İlginçtir ki NATO müttefikleri arasında silah alımı konusunda en demokratik parlamenter süreç ABD’de bulunuyor. Ancak silah satışı konusunda en zor ülke de yine ABD. Örneğin, Fransa ve Almanya’da bu süreçler daha çok ‘sembolik’ bir demokrasi unsuru gibi. Almanya’nın Taurus füzeleri Ukrayna’ya göndermesi, sadece Başbakan Olaf Scholz’un kararına bağlı. Benzer şekilde Eurofighter satışı da Scholz’un iki dudağının arasında. Fransa’da ise Eurosam-T tipi füze savunma sisteminin Türkiye’ye satılmaması kararı doğrudan Cumhurbaşkanı Emmanuel Macron’dan kaynaklanıyor. Oysa Eurosam-T’nin diğer ortağı İtalya, bu konuda bir an önce harekete geçilmesini istiyor.
ABD’de ise yalnızca başkanı ikna etmek yetmiyor. Kongre ve Senato’nun onayı gerekiyor ki bu da siyasi tartışmalara yol açabiliyor. Oysa NATO müttefiklerinin kendi aralarında daha serbest bir şekilde silah ticareti yapabilmesi gerektiği açık. Hatta AB’nin tek pazarı ve Gümrük Birliği gibi, savunma sanayisi için bir “tek pazar” yani SSP (Savunma Sanayi Pazarı) oluşturulabilir. Bu fikri ilk ortaya atanlardan biri, Finlandiya Dışişleri Bakanı Elina Valtonen oldu. Valtonen, “Rusya’ya Karşı Avrupa Savunması” başlıklı yazısında, Avrupa ülkeleri arasında savunma sanayi ürünlerinin ticaretine yönelik bir tek pazar oluşturulması gerektiğini savundu. Ayrıca, AB’nin ‘taxonomy’ politikalarının savunma sanayisine uyarlanmasını ve bu alanda finansman imkanlarının genişletilmesini önerdi.
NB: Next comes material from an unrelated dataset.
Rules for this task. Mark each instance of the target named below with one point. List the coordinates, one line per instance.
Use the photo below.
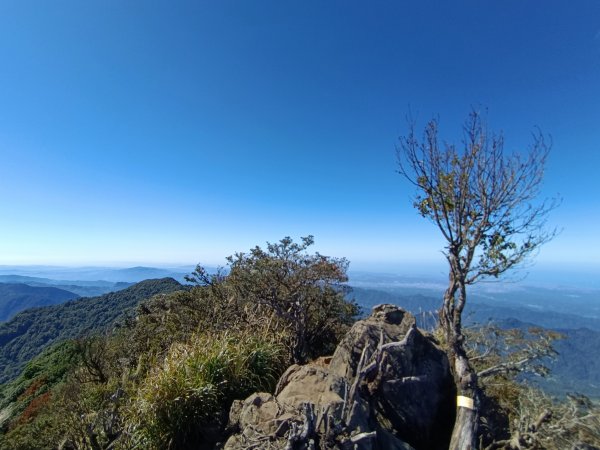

SSP’ye geçiş, savaş ekonomisine geçmeden savunma sanayisini güçlendirip üretim hacmini artırmak, ölçek ekonomisine ulaşmak ve finansman açısından önemli bir adım olabilir. Trump bu konuda ikna olur mu? AB harekete geçer mi? Şimdilik bilinmez. Ancak AB’nin Avrupa Savunma Yatırım Planı’nı Türkiye gibi üçüncü ülkelere açması, doğru bir yolda ilerlediğinin göstergesi olacaktır.
Yeni ‘SACEUR’
Konuya kısaltmalarla başladığım için, biraz da Pazar neşesi olsun diye başlığa yeni bir kısaltma daha ekledim: SACEUR. ABD Senatosu, ülkenin Avrupa’daki yeni kuvvet komutanını onayladı. Orgeneral Chris Donohue, yakında Orgeneral Christopher Cavoli’den boşalacak olan Avrupa Müttefik Kuvvetler Başkomutanlığı (Supreme Allied Commander Europe, SACEUR) görevini devralacak. Princeton ve Yale mezunu olan Cavoli, muharip subay olarak Körfez Savaşı ve Afganistan’da görev yapmış, piyade kökenli bir komutan. 7. Orduya komuta etmiş, 25. Piyade Tümeni’ni yönetmiş ve 7. Muharip Eğitim Tugayı’nın başında bulunmuş. Chris Donohue ise Cavoli’nin bir adım önünde olabilir. Harvard mezunu olan Donohue, ABD Deniz ve Kara Harp Akademileri’nden de mezuniyet derecelerine sahip. 82. Hava İndirme Tümeni’ne komuta etmiş, NATO Özel Kuvvetler Komutanlığı çerçevesinde Afganistan’da görev almış ve 1. Özel Kuvvetler Komutanlığı’nın Delta Koluna liderlik etmiş. ABD’nin Donohue’yu SACEUR olarak atamaya hazırlanması, Washington’un NATO’nun gelecekteki askeri operasyon ve savunma stratejilerine yönelik yaklaşımını anlamak açısından önemli bir gösterge oluşturuyor. Donohue’nun Türkiye’ye özel bir yakınlığı olduğunu söylemek abartı olabilir, ancak Ankara’nın NATO çerçevesindeki ve yakın coğrafyasındaki hassasiyetlerini oldukça iyi bildiği bir gerçek.